We read with interest the study by Scherpbier-de Haan et al regarding the use of the 30-minute blood pressure measurement in dealing with the ‘white coat effect’ and the accompanying editorial by Wallace and Fahey.1,2 Both highlighted the importance of having an office-based alternative to ambulatory blood pressure monitoring (ABPM). This is most topical as practices react to the 2011 National Institute for Health and Clinical Excellence (NICE) unequivocal recommendation that ‘ABPM should be implemented for the routine diagnosis of hypertension in primary care’.3
In the RAMBLER II study, we prospectively examined the use of ABPM in 114 Irish general practices over a 1-year period between 1 April 2009 and 31 March 2010. All practices used the dabl® ABPM expert online software system (http://www.dabl.ie/en/prod_abpm.aspx), which provides online transmission of ABPM data for instantaneous reporting and storage of data. There were 13 303 ABPM recordings from 11 537 individual patients (47.9% female, average age 57.9 [standard deviation {SD} 14.6] years) with an average of 102 (SD 83, median 84) ABPM recordings per practice per year. With most practices having only one device, this suggests that many devices are being used close to capacity even before the revised NICE recommendation was made.

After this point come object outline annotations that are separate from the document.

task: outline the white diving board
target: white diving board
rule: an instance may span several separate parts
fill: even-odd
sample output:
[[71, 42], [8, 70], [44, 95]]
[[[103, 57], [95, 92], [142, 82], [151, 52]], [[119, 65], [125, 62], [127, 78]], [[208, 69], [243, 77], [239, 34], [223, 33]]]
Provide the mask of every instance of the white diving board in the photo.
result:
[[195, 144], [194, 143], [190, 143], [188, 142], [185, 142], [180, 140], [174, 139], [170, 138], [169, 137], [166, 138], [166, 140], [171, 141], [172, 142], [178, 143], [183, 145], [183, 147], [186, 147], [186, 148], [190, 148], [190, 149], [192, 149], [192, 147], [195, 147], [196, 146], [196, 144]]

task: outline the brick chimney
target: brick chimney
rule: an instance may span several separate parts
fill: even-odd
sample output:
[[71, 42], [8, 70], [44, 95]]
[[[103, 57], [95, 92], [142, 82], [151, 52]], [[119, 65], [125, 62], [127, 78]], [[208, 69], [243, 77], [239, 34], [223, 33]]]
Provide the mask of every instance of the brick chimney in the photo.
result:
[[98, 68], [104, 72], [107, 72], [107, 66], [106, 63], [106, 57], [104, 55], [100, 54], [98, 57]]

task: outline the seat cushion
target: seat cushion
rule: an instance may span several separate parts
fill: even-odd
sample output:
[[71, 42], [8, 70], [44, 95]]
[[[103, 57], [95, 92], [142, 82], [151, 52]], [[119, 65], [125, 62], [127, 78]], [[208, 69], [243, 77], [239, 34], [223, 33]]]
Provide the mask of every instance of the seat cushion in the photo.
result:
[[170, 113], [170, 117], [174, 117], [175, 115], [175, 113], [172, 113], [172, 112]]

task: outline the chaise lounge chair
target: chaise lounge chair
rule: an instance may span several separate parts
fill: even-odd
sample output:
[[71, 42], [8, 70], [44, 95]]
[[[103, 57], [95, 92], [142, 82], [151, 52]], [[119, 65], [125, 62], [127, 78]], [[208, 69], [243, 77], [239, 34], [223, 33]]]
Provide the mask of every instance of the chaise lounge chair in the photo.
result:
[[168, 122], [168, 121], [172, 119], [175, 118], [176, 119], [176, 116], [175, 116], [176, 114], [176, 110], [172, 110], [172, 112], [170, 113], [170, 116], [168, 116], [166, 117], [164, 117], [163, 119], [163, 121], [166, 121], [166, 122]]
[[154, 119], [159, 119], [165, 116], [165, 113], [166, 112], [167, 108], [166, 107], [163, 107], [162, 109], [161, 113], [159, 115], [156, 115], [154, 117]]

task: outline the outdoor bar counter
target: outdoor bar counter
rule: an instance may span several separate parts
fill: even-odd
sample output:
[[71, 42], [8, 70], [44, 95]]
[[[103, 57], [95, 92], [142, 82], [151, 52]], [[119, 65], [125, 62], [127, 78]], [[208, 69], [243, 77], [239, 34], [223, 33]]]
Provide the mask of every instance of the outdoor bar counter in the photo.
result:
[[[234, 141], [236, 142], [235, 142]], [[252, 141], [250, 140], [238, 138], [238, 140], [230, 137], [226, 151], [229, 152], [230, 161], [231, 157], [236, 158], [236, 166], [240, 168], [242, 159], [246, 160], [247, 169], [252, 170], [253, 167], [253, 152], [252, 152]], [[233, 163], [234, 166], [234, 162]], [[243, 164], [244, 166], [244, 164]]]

In 6224 (53.8%) ABPMs, the recommended minimum of 14 daytime and seven night-time measurements were obtained. In 8475 (73.2%) ABPMs, at least 13 daytime and six night-time measurements were obtained. The reasons for this shortfall need to be further examined. Having the recommended number of readings had a small but significant impact on both white coat and diastolic averages but not on systolic averages (data available from authors).
Mean systolic blood pressure (SBP) was 139.4 mmHg (SD 14.7 mmHg) and 121.5 mmHg (6.8 mmHg) for day and night respectively; mean diastolic blood pressure (DBP) was 80.8 mmHg (SD 11.1 mmHg) and 67.1 mmHg (10.7 mmHg) for day and night respectively. Mean blood pressure in the first hour of the ABPM (white coat window) was 158.8 mmHg (SD 21.7 mmHg) and 95.1 mmHg (SD 17.1 mmHg) for SBP and DBP respectively. These figures emphasise the real impact of the ‘white coat effect’ in routine practice.
This study emphasises the heavy current workload of ABPM devices, the importance of ensuring that the recommended minima of readings are obtained, and the importance of the ‘white coat effect’ in routine practice.